Sotto il profilo ornitico poche delle suddette tipologie di zone umide sono in grado di fornire ad una specie o più specie tutte le caratteristiche ecologiche necessarie allo svolgimento dell’intero ciclo biologico e pertanto l’analisi della comunità di uccelli di una zona umida deve generalmente considerare gli ambienti circostanti, la superficie e le caratteristiche delle altre zone umide vicine. Per l’avifauna i vari sistemi idrologici e i circa 31.000 ettari di zone umide irregolarmente distribuite nella pianura formano infatti un reticolo di ambienti, spesso ecologicamente complementari tra loro, ognuno dei quali può fornire alle varie specie luoghi di sosta, siti di riproduzione e zone di alimentazione nelle varie stagioni.

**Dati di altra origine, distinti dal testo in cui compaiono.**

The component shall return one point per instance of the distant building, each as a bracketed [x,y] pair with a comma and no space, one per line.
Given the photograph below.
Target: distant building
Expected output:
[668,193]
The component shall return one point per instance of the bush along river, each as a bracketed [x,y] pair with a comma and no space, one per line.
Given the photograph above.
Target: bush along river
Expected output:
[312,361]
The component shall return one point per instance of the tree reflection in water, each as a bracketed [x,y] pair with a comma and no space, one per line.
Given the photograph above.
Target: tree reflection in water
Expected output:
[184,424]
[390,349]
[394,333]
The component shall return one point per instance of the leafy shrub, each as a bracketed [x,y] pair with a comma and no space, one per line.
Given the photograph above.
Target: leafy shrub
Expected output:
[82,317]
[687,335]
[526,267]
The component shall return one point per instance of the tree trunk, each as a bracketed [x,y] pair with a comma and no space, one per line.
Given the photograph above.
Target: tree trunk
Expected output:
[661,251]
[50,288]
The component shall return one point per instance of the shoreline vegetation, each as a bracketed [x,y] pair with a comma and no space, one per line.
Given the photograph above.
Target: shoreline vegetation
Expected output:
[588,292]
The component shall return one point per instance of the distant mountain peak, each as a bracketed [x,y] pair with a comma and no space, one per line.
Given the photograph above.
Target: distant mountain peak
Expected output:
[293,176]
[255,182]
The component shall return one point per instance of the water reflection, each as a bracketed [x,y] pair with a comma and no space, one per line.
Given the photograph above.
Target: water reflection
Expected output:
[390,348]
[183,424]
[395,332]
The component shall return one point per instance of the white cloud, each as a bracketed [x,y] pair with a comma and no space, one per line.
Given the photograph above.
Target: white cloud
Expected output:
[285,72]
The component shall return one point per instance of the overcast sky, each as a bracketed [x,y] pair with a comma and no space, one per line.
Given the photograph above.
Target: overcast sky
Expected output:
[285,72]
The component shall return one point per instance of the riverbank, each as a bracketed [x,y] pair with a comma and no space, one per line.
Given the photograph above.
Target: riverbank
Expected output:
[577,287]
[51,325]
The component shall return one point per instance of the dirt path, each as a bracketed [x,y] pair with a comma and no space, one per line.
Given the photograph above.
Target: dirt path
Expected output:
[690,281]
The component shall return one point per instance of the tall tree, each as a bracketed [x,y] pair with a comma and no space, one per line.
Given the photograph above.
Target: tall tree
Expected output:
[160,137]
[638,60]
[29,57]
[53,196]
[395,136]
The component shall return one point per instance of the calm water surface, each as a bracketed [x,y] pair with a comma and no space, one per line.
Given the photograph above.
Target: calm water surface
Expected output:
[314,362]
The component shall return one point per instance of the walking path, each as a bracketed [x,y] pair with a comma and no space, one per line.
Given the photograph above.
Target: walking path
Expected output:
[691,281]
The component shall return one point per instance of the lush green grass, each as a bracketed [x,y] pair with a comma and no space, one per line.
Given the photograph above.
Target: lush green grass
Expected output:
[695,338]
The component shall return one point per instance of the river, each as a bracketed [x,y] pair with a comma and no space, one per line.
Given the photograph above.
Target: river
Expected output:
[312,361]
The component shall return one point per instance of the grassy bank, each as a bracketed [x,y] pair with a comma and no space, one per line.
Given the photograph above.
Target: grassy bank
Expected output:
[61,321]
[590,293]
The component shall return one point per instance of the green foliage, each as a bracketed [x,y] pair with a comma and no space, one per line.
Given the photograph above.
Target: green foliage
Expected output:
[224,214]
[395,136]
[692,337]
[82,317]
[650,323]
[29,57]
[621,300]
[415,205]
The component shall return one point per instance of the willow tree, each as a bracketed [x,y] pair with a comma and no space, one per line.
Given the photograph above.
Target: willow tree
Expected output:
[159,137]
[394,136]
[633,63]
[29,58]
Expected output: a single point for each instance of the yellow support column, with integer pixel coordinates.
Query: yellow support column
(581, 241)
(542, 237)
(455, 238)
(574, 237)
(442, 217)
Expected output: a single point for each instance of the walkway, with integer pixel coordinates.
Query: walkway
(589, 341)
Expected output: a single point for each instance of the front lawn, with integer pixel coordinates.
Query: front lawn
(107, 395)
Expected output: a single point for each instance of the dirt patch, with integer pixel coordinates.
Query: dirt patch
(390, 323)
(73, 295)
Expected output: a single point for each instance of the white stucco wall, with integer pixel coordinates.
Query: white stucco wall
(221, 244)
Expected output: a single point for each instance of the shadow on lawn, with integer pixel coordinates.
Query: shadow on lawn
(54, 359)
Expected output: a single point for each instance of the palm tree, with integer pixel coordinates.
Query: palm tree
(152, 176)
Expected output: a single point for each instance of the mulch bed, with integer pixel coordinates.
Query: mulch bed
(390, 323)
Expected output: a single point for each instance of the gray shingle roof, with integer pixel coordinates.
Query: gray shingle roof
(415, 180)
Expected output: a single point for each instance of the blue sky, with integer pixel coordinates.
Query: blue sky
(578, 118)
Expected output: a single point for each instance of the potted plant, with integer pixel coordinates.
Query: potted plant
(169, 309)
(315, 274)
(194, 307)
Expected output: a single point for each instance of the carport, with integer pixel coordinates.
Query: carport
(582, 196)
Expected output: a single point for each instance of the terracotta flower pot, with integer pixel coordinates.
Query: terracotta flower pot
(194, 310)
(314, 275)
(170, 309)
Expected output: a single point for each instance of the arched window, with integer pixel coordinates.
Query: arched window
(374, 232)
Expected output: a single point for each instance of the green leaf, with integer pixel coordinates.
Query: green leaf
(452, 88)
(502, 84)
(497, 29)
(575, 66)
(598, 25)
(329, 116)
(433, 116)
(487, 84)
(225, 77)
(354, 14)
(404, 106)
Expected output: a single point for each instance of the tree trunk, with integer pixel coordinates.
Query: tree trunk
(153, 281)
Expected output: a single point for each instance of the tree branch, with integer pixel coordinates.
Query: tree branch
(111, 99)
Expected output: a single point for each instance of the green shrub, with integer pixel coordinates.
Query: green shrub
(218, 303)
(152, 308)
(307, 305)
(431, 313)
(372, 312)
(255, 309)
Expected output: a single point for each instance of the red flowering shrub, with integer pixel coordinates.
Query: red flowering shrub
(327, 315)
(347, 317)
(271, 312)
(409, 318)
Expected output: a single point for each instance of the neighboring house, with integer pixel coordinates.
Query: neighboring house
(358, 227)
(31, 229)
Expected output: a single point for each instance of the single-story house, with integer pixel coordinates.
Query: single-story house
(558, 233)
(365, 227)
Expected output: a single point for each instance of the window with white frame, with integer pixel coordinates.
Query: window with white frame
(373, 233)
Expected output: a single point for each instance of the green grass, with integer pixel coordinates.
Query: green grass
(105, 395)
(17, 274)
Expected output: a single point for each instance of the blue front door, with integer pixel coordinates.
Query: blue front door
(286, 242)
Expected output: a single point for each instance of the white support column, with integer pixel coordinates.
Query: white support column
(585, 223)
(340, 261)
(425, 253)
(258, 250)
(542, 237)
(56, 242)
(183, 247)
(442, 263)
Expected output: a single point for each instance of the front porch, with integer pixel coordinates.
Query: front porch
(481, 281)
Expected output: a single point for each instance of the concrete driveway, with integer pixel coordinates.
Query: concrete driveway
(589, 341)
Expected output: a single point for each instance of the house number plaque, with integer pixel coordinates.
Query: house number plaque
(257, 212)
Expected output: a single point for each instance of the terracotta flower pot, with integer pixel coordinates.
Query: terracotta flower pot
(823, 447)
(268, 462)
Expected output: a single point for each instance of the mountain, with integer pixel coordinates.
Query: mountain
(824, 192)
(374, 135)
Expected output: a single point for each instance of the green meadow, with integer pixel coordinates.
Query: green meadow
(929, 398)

Attualmente, così come in passato, le zone umide più importanti per l’avifauna acquatica sono situate in pianura e solo in alcuni casi nella fascia collinare e pedemontana lungo il corso di fiumi e torrenti. I laghetti dell’alto appennino, i piccoli bacini creati per l’accumulo di acqua e i più grandi laghi originati da dighe non sono stati considerati in questa sede poiché sono di importanza marginale per gli uccelli acquatici. Essi offrono infatti condizioni ambientali favorevoli a un numero limitato di specie durante la riproduzione (Tuffetto, Gallinella d’acqua, Martin pescatore, Passeriformi dei canneti) e vengono utilizzati da altre specie di maggiore interesse conservazionistico e gestionale (Anatidi, Aironi e Cormorani) solo occasionalmente.